Chief Justice Mohammed: “Why we asked accused judges to step down”

Chief Justice of Nigeria (CJN) Mahmud Mohammed yesterday explained why the National Judicial Council (NJC) directed judges under probe for criminal allegations to stop sitting pending when their innocence is established.

The CJN, who is the Chairman of the NJC, explained that the council’s decision was informed by the insistence of the Minister of Justice and Attorney-General of the Federation (AGF), Abubakar Malami (SAN), on prosecuting the judges arrested by the Department of State Services (DSS).

He said the Judiciary, being a responsible arm of the government, chose not to interfere with the AGF’s exercise of his statutory powers to prosecute.

Justice Mohammed, who will retire on Thursday, spoke in Abuja yesterday while swearing in Amina Augie and Ejembi Eko as Justices of the Supreme Court.

He said the Judiciary was mindful of the powers ascribed to each organ of the state under a constitutional democracy. He said the Judiciary was resolute in upholding its independence by adjudicating with utmost fairness and justice as prescribed by the Constitution and the law.

Said the CJ: “A common thread that runs through all Judiciaries is that judicial officers are traditionally accorded the highest dignity and respect by all.

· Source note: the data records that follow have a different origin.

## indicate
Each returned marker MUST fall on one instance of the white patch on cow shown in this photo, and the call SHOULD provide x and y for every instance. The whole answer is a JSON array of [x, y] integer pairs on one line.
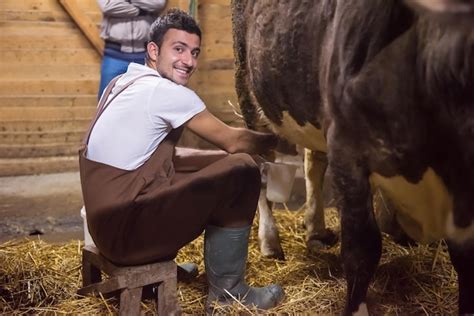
[[423, 208], [307, 135], [456, 234], [362, 310]]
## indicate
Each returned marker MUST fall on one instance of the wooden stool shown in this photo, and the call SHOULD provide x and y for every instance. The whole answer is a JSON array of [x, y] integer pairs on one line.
[[130, 280]]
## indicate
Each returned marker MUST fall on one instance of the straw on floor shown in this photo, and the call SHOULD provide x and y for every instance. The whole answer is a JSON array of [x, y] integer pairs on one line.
[[38, 277]]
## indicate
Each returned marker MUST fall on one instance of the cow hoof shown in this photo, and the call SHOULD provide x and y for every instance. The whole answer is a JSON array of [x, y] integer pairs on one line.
[[275, 252], [319, 241]]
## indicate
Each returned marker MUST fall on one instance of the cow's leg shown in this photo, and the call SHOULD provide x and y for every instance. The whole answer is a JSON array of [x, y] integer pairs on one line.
[[317, 235], [361, 241], [462, 257]]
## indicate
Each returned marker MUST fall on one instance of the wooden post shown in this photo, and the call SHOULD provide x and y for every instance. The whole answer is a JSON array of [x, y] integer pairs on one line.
[[85, 24]]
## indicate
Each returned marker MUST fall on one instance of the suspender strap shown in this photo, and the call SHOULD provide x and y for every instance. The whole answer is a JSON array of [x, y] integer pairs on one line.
[[104, 102]]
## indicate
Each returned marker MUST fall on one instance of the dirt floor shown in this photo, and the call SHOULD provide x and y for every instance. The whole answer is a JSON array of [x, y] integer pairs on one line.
[[47, 205]]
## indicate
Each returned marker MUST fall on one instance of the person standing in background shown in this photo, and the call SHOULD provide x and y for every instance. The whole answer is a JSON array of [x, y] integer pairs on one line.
[[124, 28]]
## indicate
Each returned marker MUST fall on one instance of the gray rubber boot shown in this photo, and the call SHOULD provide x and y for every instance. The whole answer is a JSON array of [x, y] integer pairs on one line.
[[225, 256]]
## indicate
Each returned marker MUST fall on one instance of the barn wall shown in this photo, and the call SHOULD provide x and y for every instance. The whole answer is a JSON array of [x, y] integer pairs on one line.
[[49, 77]]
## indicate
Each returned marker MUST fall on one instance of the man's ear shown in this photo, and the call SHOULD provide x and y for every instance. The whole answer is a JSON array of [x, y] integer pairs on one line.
[[153, 50]]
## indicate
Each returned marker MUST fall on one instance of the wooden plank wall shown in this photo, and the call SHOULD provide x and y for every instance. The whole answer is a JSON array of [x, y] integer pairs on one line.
[[49, 76]]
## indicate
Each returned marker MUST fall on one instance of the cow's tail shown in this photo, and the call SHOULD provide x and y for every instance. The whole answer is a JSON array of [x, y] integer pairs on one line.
[[239, 30]]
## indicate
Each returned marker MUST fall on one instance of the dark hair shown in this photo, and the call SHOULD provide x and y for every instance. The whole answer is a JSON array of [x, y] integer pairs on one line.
[[173, 19]]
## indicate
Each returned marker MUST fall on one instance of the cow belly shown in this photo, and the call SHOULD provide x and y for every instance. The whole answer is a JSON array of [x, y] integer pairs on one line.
[[307, 135], [423, 209]]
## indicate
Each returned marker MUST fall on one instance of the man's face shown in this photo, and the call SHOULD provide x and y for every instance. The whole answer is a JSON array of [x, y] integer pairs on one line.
[[176, 59]]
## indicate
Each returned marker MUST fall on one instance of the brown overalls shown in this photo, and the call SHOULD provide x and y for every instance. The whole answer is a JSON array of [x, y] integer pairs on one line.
[[147, 214]]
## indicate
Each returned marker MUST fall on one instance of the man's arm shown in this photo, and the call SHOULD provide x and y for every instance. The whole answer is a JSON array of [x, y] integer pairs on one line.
[[118, 8], [149, 5], [231, 139]]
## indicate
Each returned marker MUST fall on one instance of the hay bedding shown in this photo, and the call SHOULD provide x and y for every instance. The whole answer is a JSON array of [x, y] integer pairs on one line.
[[37, 277]]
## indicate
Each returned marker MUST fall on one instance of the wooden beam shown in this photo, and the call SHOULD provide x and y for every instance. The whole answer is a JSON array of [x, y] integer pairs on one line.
[[85, 24]]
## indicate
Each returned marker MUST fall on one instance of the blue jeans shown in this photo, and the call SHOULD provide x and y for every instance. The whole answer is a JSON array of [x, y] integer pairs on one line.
[[112, 67]]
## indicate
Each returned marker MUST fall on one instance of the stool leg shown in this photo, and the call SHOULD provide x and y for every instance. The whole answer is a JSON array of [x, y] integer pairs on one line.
[[130, 301], [90, 273], [166, 298]]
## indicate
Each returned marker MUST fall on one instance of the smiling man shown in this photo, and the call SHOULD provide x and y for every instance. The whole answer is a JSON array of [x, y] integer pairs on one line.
[[144, 199]]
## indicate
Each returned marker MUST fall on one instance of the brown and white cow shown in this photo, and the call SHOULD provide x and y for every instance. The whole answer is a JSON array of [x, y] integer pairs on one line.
[[386, 89]]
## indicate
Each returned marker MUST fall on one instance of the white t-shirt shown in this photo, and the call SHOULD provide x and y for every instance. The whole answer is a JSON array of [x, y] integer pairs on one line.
[[138, 119]]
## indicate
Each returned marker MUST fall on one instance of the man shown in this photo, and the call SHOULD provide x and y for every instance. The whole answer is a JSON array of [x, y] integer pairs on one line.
[[124, 28], [145, 201]]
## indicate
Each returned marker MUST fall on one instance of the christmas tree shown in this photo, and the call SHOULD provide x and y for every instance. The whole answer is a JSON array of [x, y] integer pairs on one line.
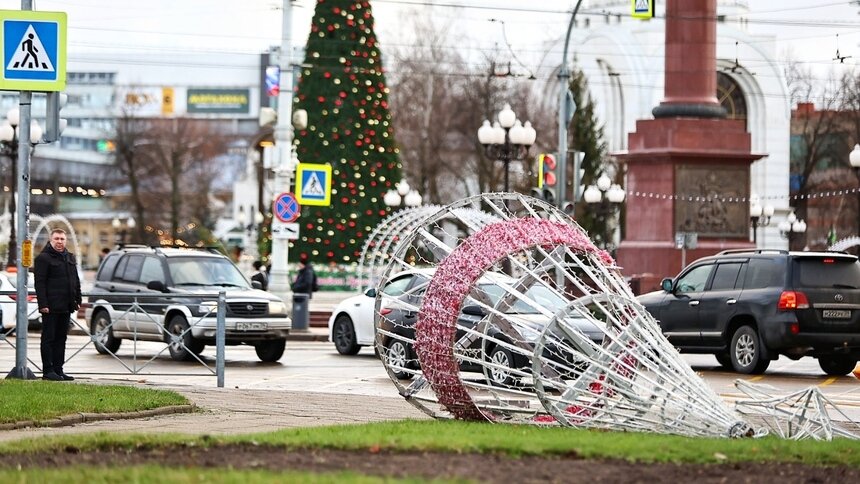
[[343, 90]]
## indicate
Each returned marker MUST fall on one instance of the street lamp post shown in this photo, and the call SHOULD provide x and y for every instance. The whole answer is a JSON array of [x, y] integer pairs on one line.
[[9, 145], [507, 139], [759, 216], [403, 194], [791, 227], [605, 197], [854, 159], [123, 229]]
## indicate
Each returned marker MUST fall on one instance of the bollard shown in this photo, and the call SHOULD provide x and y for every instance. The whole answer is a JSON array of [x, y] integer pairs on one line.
[[300, 310]]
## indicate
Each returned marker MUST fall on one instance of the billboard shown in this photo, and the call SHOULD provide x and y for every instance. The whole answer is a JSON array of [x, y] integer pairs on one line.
[[218, 101]]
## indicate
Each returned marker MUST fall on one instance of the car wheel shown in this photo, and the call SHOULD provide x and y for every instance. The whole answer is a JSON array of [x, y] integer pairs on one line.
[[724, 360], [397, 357], [500, 372], [100, 327], [343, 335], [837, 365], [187, 347], [745, 352], [270, 351]]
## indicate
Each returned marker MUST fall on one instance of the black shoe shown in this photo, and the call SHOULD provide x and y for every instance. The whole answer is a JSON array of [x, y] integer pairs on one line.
[[52, 376]]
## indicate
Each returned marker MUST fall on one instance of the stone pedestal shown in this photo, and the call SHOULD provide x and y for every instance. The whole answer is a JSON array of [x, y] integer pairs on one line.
[[686, 168]]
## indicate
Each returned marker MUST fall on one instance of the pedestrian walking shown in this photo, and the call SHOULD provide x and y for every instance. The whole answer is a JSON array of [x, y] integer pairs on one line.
[[58, 294], [261, 275], [306, 279]]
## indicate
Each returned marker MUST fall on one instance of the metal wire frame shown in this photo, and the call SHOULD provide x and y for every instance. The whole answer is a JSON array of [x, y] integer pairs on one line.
[[804, 414], [386, 236], [500, 332]]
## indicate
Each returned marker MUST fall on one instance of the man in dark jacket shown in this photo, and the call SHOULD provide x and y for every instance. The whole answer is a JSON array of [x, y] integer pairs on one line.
[[306, 279], [260, 276], [58, 293]]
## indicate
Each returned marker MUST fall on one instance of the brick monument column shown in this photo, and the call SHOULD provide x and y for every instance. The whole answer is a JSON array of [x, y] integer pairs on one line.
[[689, 161]]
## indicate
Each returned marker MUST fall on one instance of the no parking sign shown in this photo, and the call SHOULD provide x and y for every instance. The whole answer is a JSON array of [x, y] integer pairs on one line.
[[286, 208]]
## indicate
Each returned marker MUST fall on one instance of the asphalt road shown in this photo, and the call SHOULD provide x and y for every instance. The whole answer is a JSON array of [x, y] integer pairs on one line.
[[316, 367]]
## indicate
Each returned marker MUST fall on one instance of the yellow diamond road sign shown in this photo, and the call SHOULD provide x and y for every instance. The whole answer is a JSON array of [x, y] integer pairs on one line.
[[34, 50], [313, 184]]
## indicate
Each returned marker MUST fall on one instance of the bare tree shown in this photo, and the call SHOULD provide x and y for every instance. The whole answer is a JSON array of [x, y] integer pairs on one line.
[[183, 152], [129, 136]]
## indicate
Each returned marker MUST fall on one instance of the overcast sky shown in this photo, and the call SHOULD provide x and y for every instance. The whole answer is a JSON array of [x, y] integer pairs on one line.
[[180, 28]]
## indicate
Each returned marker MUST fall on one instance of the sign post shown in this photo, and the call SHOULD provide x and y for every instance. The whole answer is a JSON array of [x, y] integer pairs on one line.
[[34, 59]]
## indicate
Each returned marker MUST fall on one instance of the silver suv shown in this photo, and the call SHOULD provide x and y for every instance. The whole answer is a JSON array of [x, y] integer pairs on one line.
[[171, 282]]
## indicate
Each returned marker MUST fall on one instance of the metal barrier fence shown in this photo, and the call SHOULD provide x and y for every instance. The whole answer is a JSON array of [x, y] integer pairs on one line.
[[138, 319]]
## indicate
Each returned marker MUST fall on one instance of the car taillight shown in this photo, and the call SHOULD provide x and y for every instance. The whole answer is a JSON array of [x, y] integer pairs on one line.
[[791, 300]]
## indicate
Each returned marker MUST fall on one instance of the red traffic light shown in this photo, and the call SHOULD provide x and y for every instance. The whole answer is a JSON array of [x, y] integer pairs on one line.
[[547, 175]]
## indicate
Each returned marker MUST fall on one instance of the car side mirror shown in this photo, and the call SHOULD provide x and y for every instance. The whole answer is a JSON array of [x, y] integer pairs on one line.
[[474, 310], [156, 286], [666, 284]]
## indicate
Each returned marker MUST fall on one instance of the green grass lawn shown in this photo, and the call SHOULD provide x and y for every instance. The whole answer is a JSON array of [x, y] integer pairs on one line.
[[34, 400], [39, 400]]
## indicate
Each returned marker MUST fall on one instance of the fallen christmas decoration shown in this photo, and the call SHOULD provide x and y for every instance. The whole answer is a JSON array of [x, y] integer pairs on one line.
[[521, 319]]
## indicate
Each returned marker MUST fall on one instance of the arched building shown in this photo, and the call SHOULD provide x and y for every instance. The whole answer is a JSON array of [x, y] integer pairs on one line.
[[623, 60]]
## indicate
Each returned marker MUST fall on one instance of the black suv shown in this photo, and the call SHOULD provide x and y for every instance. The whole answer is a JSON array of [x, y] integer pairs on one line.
[[747, 307], [173, 280]]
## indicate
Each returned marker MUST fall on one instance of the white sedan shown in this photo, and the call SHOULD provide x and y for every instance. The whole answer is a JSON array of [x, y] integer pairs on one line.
[[8, 306], [351, 324]]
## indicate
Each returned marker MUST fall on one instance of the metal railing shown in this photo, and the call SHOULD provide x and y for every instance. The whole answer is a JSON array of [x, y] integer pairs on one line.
[[141, 320]]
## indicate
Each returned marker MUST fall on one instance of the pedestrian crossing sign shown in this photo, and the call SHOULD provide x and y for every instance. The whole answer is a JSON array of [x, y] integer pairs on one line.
[[313, 184], [34, 50], [643, 9]]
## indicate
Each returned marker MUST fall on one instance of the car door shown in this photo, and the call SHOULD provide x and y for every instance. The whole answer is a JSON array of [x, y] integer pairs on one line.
[[718, 303], [149, 318], [680, 309]]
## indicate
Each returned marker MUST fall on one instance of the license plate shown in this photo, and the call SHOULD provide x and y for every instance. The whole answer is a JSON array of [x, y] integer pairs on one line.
[[836, 313]]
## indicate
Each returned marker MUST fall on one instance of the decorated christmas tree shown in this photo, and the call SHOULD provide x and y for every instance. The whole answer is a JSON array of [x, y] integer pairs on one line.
[[343, 90]]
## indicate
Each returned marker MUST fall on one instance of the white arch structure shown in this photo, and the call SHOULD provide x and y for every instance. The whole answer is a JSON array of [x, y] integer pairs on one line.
[[386, 236]]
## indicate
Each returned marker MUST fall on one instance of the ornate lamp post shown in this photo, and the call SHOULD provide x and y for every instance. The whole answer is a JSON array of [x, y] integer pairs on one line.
[[9, 145], [605, 197], [759, 216], [507, 139], [403, 194], [791, 227]]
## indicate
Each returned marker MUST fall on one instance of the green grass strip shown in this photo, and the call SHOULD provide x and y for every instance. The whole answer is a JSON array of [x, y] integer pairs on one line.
[[39, 400], [513, 440], [158, 475]]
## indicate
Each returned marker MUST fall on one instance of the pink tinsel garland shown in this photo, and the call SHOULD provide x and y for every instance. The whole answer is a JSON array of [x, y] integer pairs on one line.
[[454, 278]]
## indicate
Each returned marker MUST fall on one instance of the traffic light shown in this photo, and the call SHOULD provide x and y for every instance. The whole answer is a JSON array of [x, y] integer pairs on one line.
[[548, 177]]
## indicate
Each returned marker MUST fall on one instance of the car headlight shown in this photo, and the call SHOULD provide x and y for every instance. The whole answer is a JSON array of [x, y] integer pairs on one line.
[[277, 307], [208, 308]]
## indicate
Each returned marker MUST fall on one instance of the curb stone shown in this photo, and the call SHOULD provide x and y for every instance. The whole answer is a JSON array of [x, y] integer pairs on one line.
[[74, 419]]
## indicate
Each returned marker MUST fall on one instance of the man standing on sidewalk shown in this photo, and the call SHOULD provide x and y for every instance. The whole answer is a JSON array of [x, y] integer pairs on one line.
[[58, 292]]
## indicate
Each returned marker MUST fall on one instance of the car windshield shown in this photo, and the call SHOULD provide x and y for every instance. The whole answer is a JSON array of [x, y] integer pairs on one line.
[[205, 271], [540, 294], [13, 279]]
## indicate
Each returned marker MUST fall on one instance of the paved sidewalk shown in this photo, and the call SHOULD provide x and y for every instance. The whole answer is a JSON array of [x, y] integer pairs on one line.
[[223, 411]]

This is because justice is rooted in confidence and where confidence in our judges is undermined and independence eroded, it is the nation that ultimately suffers most while true democracy is fatally undermined.

“Certainly, the decision of the National Judicial Council at its last meeting reflects our desire to preserve this independence. Hence, we proclaimed to the world that any judicial officer that is standing trial will cease to perform judicial functions.

“The council took this stand following communications it received from the Hon. Attorney General of the Federation and Minister of Justice that he was embarking on the prosecution of the affected judicial officers for the offences disclosed against them from the evidence on the ground.

“We must not forget that we operate a constitutional democracy, which clearly prescribes the powers accorded to each organ of the state.

“I therefore wish to state without fear of contradiction that the third arm of government will remain resolute in its commitment and resolve to uphold its independence and to adjudicate with utmost fairness and justice as prescribed in our Constitution and law.”

Justice Mohammed, who noted that Justice Augie and Justice Eko were joining the Supreme Court bench “at a time when there are a lot of challenges”, said he trusted their capacity to cope.

The CJN urged the new Justices to, more than ever before, “firm, honest and steadfast in the discharge of your duties, while striving to emulate the greats of this court by enthroning the rule of law and respect for our courts.

“I charge you to continue to be diligent in the discharge of your duties. You must remain blind to personality and status and remain the hope of all men, whether common or uncommon.

“Hence, the integrity and impartiality of our court must not be in question or compromised. I am confident that, with the institutions and initiatives that we have put in place, the Nigerian Judiciary will evolve to meet the high standards demanded by our citizens,” the CJN said.